The Plaintiffs/Appellees filed a multi-claim complaint seeking damages for breach of contract, fraud, and bad faith in failing to pay contract benefits, all in a noninsurance context. At the conclusion of all the evidence, Defendant/Appellant moved for a directed verdict:

"The [Defendant moves] the court for a directed verdict upon each of the following grounds ...."

One of the grounds listed was:

"That the Plaintiffs have failed to prove a prima facie case of bad faith against the Defendant, Jerry W. Lawrence."
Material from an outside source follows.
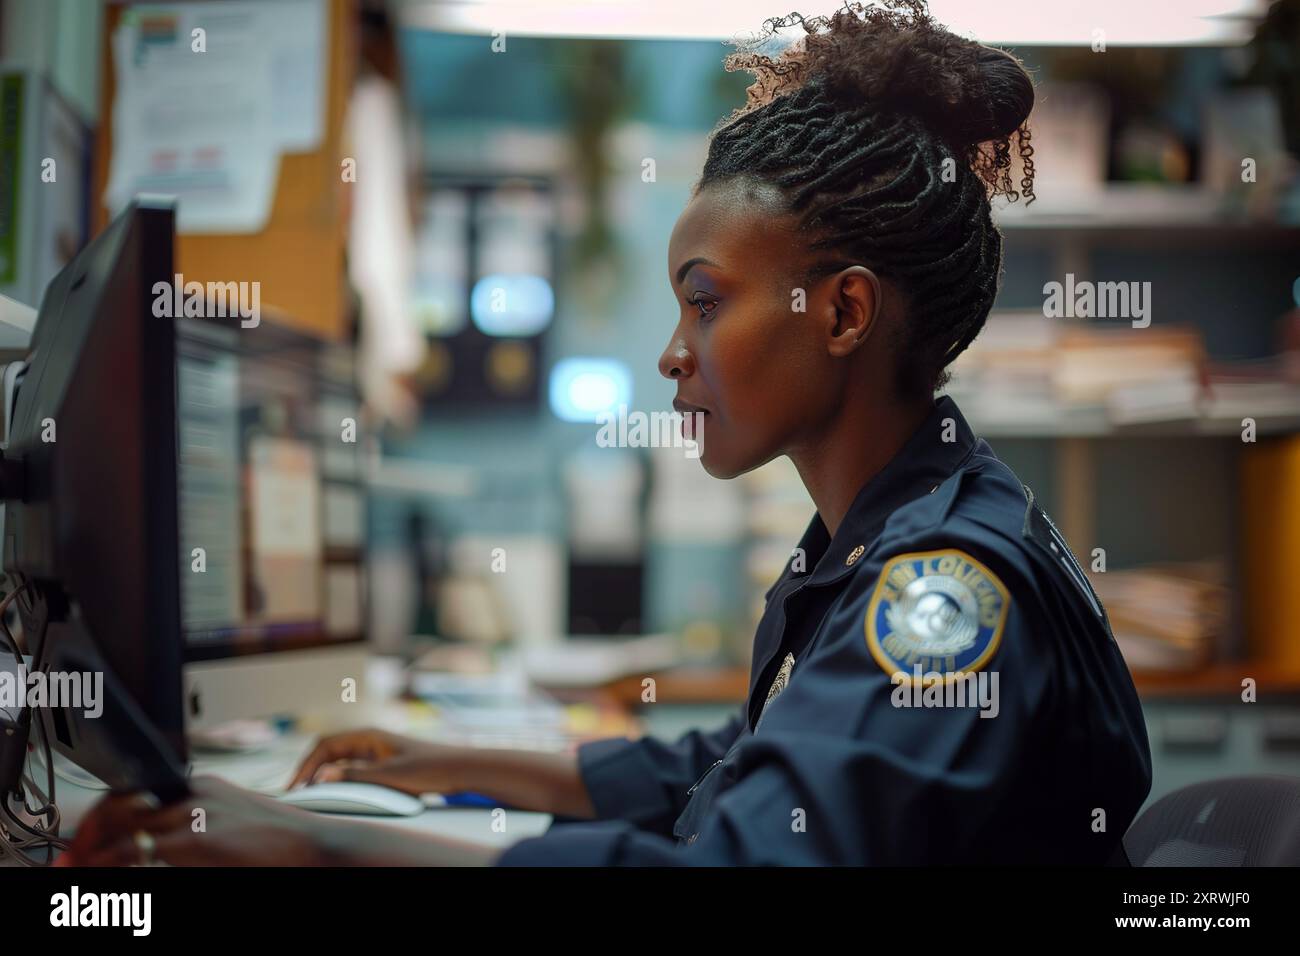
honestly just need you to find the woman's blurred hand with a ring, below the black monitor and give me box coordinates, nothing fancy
[55,777,332,866]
The trial judge overruled the motion and the jury returned a general verdict for Plaintiffs. Appellees insist that, as against a sufficiency of the evidence ground addressed to a general motion, a general verdict cannot be overturned, unless there is a lack of proof as to each of the stated claims. That is to say, where the motion for directed verdict is addressed to the complaint as a whole, and is denied, a verdict is referable to any claim supported by the evidence. Because Appellant presents no "sufficiency" challenge as to the breach of contract claim, say Appellees, this Court cannot review the fraud and bad faith claims on the insufficiency of the evidence ground.

If Appellant's motion was a general one and only addressed Plaintiffs' multi-claim complaint as a whole, then the Appellees would be correct. But we do not agree that Appellant's directed verdict motion, when considered along with the specific ground assigned, was a general motion.

Aspinwall v. Gowens, 405 So. 2d 134 (Ala.1981), establishes a two-pronged test for determining whether a motion for directed verdict addressed to a multi-claim complaint is a general motion or one which addresses each of the separate and several claims. Aspinwall says:

"[I]f a complaint has more than one count and the defendant believes that the evidence is not sufficient to support one or more of those counts, he must challenge this by motion for directed verdict, specifying the count which is not supported by evidence and detailing with specificity the grounds upon which the particular count is not supported by the *279 evidence. If this is not done and all counts go to the jury and a general verdict is returned, the court will presume that the verdict was returned on a valid count...." 405 So. 2d at 138.

Admittedly, the motion in the instant case could have been worded more precisely to call to the court's attention the specific separate and several claims to which the motion was addressed. But our study of the record convinces us that the motion, along with the specificity of the ground assigned, meets the two-pronged test of Aspinwall, and that the trial court was not misled as to the nature of the motion or the intent of the movant.

This Court has recently rejected the tort of bad faith in noninsurance contexts. Dickey v. Alabama Farm Bureau Mutual Insurance Co., [MS. Feb. 24, 1984] 447 So. 2d 693 (Ala.1984), and Kennedy Electric Co. v. Moore-Handley, Inc., 437 So. 2d 76 (Ala.1983). We reverse the judgment and remand this cause with instructions to the trial court to enter a judgment notwithstanding the verdict with respect to the bad faith claim and to conduct a new trial as to the remaining claims.


TORBERT, C.J., and MADDOX, SHORES and BEATTY, JJ., concur.